Der Rückmeldeschalter besteht aus dem mit den Weichenzungen verschiebbaren Schieber b, der ein Kontaktstück c trägt, welches mit der nach dem Stellwerk führenden Rückleitung verbunden ist. Die Schleiffedern d1 und d2 kommen mit dem Kontaktstück c in leitende Verbindung, je nach der Stellung der Weiche. Die Federn sind mit der Rückmeldeeinrichtung im Stellwerk verbunden und geben dort die Lage der Weiche sichtbar zu erkennen, sobald beide Zungen ihre richtige Endlage eingenommen haben.

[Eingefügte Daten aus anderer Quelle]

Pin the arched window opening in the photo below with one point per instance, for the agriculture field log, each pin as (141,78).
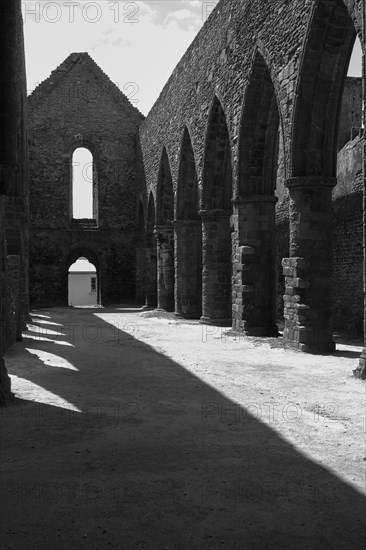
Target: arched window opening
(165,194)
(83,185)
(216,232)
(83,284)
(217,173)
(151,292)
(318,201)
(188,237)
(187,193)
(165,235)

Die Druckluftantriebe für die Signale sind am unteren Ende des Signalmastes befestigt. Die Arbeitszylinder stehen senkrecht, die Arbeitskolben bewegen sich beim Stellen des Signals auf freie Fahrt nach unten. Für jeden Flügel ist ein besonderer Antrieb angeordnet, der mit ihm durch ein Gasrohrgestänge verbunden ist. Die Zuleitung der Pressluft zu dem Arbeitszylinder erfolgt von dem nahe dem Signal aufgestellten Luftbehälter durch ein Gasrohr. Die Rückmeldekontakte befinden sich unmittelbar an den Flügeln, sodass die Kabelleitungen im Innern des Mastes hochgeführt werden. In Fig. 8 ist der Antrieb dargestellt; die Steuerung ist bedeutend einfacher als beim Weichen antrieb, weil der Arbeitskolben nur von einer Seite beim Stellen des Signals unter Pressluft gesetzt wird. Beim Umstellen des Signalhebels im Stellwerk erhält der Elektromagnet e Strom, zieht seinen Anker an, der mittels Stift g der Pressluft den Eintritt durch den Kanal d zum Arbeitszylinder gestattet, während gleichzeitig die Oeffnung l durch die Ankerspindel verschlossen wird; das Signal wird auf Fahrt gestellt. Gleichzeitig mit dem Arbeitskolben wird die Schieberstange h bewegt, welche den auf ihr befestigten Kontakt i1 mit der isolierten Feder k in Berührung bringt; wodurch ein Stromkreis geschlossen wird, der im Stellwerk die Fahrstellung des Signals anzeigt. Bei Haltstellung geht dieser Meldestromkreis über i – wie gezeichnet – und zeigt die Haltstellung im Stellwerk an. Die Schaltung der Rückmeldeleitungen ist so ausgeführt, dass bei Mehrflüglern erst die Meldung eintritt, wenn sämtliche Flügel die jeweilige, beabsichtigte Endlage eingenommen haben. Bei Zurückgehen in die Haltstellung wird der Magnet stromlos, die Arbeitsluft strömtdurch l ins Freie, die Verbindung mit der Leitung wird abgeschlossen und die Flügel fallen vermöge ihres eigenen Gewichts in die Haltstellung zurück, wobei der Arbeitskolben in die gezeichnete Lage zurückgedrückt wird.